Le Japon proposait aussi, entre autres (il y avait une floppée de japs), une version « live » du très beau dessin animé La traversée du temps, reconverti, du moins à Puchon, en Time Traveller, the girl who leapt through time . Titre un poil long les gars, quand même, vous avez collé celui du manga plus celui de l’anime… On est allé voir le film pour le souvenir de l’anime, et on en est ressorti en se demandant de quoi on se souvenait pour que l’impression soit si différente. L’anime de HOSODA Mamoru était assez simple, plein de petites touches charmantes sur la vie d’une lycéenne et marqué par des running gags excellents, notamment le letimotiv d’un casse-gueule à vélo devant un passage à niveau. Il semble que le film suit la fille de l'héroïne du manga, d'où différence, les puristes sauront surement lequel est le plus fidèle au manga et roman japonais original. Il parait qu'il y a aussi un film live en 1981. L’intérêt est d’avoir des films très différents.

time traveller close.jpg Le « live 2010 » est une grosse production populaire qui fait vraiment beaucoup penser à un Retour vers le futur pour les filles (l'orignal américian étant plutôt "burné" :-). La majeure partie se passe dans les années 70, l’héroïne étant à la recherche d’un homme pour sa mère, et c’est l’occasion de s’amuser avec tous les codes de l’époque. Les looks babos, oui, mais aussi un hommage à la cinéphilie idéaliste des filmeurs en super 8, fans de Godart ou, là-bas, peut être Oshima, et à la science-fiction alors naissante en littérature, qui occasionna nombre de titres mythiques (Star Wars pour résumer). Car notre lycéenne tombe (littéralement, c’est le principe du film) sur un réalisateur qui fait un long métrage de science-fiction. Il bricole ça dans sa chambre, filme ses amis, c’est pathétique mais très mignon. C’est exactement le même type d’histoire que le segment Tokyo! (2008) réalisé par Michel Gondry, qui s’était lui même inspiré de la tradition de bricolage dans les blockbusters japonais. Mais, ici, c’est en version longue, vraiment très réaliste, savoureux pour quiconque aime le vrai cinéma, celui des passionnés un peu branques. Autre atout du film, autant l’avouer, c’est son actrice, NAKA Riisa (Zebra Queen de Zebraman 2: Attack The Zebra City (2010) Zebraman 2: Attack The Zebra City ). Hyper mimi, évidemment, mais chose bien plus rare chez une japonaise, qui a un caractère bien trempé et joue avec subtilité.

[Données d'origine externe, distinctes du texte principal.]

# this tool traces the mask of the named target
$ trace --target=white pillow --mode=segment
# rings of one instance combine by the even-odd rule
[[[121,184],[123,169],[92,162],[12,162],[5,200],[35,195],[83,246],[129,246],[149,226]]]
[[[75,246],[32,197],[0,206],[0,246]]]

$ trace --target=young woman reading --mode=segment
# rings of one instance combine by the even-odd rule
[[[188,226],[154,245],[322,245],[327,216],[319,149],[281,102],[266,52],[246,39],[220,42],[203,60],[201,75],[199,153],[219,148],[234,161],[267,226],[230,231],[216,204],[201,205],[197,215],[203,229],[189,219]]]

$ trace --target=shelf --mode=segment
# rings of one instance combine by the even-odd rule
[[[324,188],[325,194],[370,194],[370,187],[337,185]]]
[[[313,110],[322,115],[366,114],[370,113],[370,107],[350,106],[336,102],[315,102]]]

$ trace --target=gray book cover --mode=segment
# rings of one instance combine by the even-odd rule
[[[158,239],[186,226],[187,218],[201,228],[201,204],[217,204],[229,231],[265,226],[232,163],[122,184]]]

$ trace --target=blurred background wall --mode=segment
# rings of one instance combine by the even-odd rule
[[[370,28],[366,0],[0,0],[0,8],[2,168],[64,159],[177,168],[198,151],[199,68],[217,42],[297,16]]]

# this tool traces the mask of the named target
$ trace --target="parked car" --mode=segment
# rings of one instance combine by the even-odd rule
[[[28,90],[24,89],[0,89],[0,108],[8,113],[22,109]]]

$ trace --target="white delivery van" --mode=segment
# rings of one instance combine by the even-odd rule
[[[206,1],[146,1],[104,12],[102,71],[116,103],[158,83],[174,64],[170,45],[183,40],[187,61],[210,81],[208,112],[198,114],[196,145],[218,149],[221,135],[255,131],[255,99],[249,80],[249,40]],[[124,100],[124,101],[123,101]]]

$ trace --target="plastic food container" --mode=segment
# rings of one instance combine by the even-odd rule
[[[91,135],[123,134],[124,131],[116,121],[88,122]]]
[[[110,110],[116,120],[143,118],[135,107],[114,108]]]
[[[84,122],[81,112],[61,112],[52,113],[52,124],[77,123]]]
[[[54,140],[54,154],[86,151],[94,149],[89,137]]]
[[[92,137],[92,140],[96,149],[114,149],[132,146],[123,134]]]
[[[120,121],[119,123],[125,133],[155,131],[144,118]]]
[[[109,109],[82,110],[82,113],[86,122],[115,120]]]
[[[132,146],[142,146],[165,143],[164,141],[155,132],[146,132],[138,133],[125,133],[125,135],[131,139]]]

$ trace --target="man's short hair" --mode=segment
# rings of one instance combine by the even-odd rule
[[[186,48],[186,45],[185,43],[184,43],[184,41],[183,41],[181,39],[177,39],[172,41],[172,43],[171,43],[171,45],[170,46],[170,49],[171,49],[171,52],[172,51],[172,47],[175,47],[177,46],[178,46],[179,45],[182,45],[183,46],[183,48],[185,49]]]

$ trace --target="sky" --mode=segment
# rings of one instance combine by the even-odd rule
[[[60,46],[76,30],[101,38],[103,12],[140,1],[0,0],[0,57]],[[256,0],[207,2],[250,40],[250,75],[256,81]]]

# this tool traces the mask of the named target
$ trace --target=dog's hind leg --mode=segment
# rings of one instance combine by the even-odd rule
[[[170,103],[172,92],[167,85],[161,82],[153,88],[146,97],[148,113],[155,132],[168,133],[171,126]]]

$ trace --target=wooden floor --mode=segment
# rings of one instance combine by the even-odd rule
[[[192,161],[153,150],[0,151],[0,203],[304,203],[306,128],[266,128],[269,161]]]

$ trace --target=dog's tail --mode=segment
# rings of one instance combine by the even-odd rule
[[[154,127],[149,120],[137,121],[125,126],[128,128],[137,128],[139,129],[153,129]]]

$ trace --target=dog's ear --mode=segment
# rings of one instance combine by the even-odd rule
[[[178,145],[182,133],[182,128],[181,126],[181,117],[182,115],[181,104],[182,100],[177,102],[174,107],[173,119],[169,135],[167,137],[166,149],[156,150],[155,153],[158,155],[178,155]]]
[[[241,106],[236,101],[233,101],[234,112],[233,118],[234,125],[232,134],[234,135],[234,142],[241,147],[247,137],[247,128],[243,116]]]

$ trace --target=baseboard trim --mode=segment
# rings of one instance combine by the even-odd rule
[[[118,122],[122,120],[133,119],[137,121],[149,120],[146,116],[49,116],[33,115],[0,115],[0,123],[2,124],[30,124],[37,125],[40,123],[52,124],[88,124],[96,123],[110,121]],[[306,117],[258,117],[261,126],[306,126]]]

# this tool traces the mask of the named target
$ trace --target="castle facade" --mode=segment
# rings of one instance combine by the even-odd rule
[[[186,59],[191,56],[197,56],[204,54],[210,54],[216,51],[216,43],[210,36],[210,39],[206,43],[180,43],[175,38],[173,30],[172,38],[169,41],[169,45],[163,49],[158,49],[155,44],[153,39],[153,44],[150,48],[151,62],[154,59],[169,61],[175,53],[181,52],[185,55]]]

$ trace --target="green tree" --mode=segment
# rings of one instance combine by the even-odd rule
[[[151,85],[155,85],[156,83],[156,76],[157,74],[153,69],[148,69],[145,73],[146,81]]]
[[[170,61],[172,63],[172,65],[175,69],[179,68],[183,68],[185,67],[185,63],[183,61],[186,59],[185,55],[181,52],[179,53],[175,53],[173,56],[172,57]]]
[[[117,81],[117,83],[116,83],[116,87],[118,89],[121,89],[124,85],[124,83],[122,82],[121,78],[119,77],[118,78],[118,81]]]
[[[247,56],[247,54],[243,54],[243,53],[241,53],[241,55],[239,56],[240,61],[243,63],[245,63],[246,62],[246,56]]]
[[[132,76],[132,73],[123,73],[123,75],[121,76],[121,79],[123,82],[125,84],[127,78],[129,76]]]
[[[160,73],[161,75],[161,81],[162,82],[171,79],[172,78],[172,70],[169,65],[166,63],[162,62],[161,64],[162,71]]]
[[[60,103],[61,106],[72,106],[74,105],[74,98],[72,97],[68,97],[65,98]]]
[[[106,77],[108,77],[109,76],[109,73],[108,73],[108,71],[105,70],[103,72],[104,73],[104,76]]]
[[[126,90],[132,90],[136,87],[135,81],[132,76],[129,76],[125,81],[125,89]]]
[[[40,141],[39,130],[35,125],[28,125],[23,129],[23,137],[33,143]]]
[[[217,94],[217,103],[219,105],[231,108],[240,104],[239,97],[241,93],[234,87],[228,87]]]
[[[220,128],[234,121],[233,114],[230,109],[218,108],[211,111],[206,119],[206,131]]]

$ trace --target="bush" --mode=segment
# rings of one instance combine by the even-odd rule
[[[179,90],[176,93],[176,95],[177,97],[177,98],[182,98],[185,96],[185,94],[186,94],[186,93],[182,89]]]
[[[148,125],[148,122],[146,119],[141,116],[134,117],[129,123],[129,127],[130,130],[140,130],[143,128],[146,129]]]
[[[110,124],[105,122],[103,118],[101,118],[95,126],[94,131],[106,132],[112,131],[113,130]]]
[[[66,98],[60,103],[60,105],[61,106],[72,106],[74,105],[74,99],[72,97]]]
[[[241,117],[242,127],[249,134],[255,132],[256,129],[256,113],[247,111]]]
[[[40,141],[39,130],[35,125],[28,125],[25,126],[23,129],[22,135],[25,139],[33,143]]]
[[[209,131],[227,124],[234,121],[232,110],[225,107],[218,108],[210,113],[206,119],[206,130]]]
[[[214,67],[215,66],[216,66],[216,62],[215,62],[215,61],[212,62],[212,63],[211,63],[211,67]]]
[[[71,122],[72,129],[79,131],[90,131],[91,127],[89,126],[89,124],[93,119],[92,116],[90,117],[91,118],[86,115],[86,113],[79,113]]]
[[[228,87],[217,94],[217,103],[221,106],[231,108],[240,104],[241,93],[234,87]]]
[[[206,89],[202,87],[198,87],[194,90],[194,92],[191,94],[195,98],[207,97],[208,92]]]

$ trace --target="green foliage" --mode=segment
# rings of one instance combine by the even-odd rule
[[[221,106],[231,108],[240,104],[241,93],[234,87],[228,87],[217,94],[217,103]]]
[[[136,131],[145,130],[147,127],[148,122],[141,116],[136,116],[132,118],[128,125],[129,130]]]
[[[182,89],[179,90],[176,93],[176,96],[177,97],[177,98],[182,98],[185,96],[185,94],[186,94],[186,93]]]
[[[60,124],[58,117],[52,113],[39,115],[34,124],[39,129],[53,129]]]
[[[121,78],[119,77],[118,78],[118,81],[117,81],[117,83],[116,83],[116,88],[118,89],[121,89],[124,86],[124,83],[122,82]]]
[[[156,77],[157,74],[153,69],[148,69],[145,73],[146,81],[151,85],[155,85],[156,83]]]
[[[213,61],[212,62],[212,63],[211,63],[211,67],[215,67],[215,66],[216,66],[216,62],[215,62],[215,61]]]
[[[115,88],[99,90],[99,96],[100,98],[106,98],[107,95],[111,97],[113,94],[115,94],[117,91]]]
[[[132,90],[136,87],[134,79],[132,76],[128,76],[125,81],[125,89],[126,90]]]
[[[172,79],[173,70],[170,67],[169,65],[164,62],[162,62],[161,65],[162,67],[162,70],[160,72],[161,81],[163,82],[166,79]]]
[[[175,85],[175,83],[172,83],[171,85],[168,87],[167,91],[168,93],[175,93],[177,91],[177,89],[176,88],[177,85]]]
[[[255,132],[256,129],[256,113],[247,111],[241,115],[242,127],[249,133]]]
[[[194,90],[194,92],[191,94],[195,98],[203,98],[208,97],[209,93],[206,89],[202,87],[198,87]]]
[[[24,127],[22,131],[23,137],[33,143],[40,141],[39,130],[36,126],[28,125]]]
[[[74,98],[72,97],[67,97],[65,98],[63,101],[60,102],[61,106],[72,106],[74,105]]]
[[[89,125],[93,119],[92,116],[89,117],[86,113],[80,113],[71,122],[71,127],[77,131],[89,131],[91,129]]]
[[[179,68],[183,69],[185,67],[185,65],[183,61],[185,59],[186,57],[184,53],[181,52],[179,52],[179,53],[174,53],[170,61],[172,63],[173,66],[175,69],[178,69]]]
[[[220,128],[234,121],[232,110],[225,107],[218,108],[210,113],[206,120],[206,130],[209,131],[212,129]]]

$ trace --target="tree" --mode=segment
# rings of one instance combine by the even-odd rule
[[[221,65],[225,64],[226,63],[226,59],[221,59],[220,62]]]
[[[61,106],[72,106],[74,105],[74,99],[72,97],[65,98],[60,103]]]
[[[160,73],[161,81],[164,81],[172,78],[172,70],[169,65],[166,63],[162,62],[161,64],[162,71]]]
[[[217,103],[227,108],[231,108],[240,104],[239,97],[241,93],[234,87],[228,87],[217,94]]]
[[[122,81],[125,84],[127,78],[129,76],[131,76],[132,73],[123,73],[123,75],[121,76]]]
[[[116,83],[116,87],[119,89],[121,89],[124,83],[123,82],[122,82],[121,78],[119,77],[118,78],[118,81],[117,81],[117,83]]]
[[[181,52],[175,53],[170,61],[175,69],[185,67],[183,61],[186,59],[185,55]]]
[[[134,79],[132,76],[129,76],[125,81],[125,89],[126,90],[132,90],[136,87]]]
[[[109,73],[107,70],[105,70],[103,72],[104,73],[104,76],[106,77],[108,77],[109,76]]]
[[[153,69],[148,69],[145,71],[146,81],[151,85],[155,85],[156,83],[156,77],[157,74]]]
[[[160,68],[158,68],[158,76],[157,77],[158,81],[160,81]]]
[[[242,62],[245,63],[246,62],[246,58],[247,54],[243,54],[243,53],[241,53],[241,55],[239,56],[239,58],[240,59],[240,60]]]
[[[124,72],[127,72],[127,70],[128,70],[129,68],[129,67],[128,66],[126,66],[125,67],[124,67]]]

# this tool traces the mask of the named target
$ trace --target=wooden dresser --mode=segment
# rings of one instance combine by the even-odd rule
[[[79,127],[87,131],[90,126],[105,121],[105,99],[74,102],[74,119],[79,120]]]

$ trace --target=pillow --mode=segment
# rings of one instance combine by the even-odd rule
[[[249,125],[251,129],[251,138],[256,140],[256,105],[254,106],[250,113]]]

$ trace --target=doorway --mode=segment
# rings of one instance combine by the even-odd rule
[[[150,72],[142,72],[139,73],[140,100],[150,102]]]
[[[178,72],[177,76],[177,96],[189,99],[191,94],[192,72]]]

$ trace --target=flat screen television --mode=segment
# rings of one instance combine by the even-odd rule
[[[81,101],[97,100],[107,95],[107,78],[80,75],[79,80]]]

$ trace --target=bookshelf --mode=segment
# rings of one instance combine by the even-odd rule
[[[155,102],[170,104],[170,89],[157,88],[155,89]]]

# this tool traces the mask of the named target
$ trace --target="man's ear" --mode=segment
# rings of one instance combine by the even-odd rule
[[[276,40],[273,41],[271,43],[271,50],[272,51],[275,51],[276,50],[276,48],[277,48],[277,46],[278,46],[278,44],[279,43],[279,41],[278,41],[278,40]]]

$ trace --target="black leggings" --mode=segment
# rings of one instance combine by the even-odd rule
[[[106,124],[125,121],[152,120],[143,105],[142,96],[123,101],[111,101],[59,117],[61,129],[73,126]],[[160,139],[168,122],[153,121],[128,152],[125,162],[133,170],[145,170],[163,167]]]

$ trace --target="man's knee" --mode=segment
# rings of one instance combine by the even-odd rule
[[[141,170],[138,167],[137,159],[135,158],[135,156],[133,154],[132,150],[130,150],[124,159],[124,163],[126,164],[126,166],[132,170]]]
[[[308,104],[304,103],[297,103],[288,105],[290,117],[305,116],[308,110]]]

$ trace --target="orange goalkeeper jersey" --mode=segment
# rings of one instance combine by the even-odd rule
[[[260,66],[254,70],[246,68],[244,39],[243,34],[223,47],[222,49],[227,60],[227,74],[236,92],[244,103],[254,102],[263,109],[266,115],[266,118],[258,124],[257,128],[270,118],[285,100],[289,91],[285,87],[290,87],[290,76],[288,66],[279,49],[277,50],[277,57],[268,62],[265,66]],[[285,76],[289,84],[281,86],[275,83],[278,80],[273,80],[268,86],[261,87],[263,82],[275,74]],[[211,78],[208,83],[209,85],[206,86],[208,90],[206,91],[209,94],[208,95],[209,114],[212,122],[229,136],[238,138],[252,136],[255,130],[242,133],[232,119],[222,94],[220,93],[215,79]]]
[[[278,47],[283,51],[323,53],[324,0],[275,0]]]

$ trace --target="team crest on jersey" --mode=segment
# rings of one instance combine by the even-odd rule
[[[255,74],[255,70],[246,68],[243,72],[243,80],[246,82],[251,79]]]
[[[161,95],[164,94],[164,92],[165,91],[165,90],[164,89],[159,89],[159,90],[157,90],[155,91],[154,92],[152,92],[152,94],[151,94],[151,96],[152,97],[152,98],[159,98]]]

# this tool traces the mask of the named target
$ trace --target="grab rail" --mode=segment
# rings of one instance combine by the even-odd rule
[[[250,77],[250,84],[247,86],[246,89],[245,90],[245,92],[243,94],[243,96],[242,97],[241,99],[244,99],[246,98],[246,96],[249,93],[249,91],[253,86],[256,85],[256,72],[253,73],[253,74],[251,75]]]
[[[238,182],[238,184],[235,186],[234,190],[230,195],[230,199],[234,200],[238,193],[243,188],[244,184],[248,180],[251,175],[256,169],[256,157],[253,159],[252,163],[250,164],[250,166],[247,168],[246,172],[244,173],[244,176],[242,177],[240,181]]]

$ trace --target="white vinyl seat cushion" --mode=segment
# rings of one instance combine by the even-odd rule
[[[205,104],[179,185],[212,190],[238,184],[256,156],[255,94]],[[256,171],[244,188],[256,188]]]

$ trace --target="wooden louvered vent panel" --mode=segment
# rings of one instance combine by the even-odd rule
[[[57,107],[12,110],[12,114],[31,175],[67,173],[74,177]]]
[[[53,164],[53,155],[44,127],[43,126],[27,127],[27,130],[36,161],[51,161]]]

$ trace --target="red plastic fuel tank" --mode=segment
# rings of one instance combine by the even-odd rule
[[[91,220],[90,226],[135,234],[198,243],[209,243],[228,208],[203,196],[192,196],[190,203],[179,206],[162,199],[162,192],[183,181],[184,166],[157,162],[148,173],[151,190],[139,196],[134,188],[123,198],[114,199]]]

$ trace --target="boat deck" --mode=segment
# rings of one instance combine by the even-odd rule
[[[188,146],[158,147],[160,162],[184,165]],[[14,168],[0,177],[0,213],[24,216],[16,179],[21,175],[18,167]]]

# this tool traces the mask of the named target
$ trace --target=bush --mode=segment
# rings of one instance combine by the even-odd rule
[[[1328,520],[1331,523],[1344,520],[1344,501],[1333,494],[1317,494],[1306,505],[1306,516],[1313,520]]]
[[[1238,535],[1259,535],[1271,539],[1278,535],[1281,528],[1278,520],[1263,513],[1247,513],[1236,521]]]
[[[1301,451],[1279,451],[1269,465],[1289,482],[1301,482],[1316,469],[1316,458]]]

Elle porte le film et l’ensemble, même si très formaté, très japonais avec tous ses défauts, est vraiment agréable.

vlcsnap-2010-06-04-12h12m38s130.jpg Autre bonne surprise, Fire of Conscience (2010) de Dante LAM Chiu-Yin , réalisateur encore très méconnu en France et en dehors de ces pages, mais qui mérite reconnaissance. Fire of Conscience a certes quelques moments foireux typiques des films de Hong-Kong en roue libre, fait trop vite et à visée commerciale. En gros, dès que le film creuse son intrigue sentimentale, il vire au mauvais drama. C’est aussi un polar de Hong Kong, c’est à dire avec une histoire quasiment écrite d’avance, celle d’un policier qui se confond avec un gangster, ici un bon flic mais qui a des problèmes de conscience. Le plus intéressant est lorsque Dante Lam oublie les clichés, la sauce larmoyante, pour se concentrer sur son héros, flic fatigué, lourd, qui va lentement, parle peu, porte le poids de sa tristesse, façon années 70. L’acteur est convaincant et Dante Lam prend son temps pour bien le filmer. Il finit en orchestrant une véritable descente aux enfers, dans des décors rougeoyants, cernés par le feu (rédempteur) qui obsède le héros.

water babes.jpg  The Fantastic Water Babes (2010) est un autre représentant typique du cinéma Hong-Kongais, cette fois versant comédie loufoque,
ce qui implique évidemment qu’on descend de quelques étages dans l’ambition cinématographique, qui est au niveau du titre. Seulement, justement, gros hic, pas de « fantastic babes ». Les trois héroïnes sont atroces. Pour le dire franco, ce sont des cageots. Enfin Gillian Chung elle se défend en maillot de bain, seulement elle est affublée de lunettes moches pour renforcer le côté plouc, minaude des mauvaises scènes, la bétise finit par l’enlaidir. A côté, ses deux meilleurs amie sont volontairement des grosses poufs. C’est très misogyne de dire ça, mais Fantastic Water Babes, tu penses film de l’été, jolies nanas en bikini, équivalent Hong-kongais de Waterboys, tu penses pas cageots et lunettes, non ? Le mec il est moche aussi en fait, bellâtre en plastique, qui lutte contre la bétise, vu ce qu’on lui fait jouer (le bellâtre justement, le pitre, le souffre douleur…). Bon, c’est parfois drôle, et le film fait le portrait d’un quartier de Hong Kong très picaresque, où les gens semblent finalement tous beaux, parce qu’ils sont gais et d’une énergique dévastatrice.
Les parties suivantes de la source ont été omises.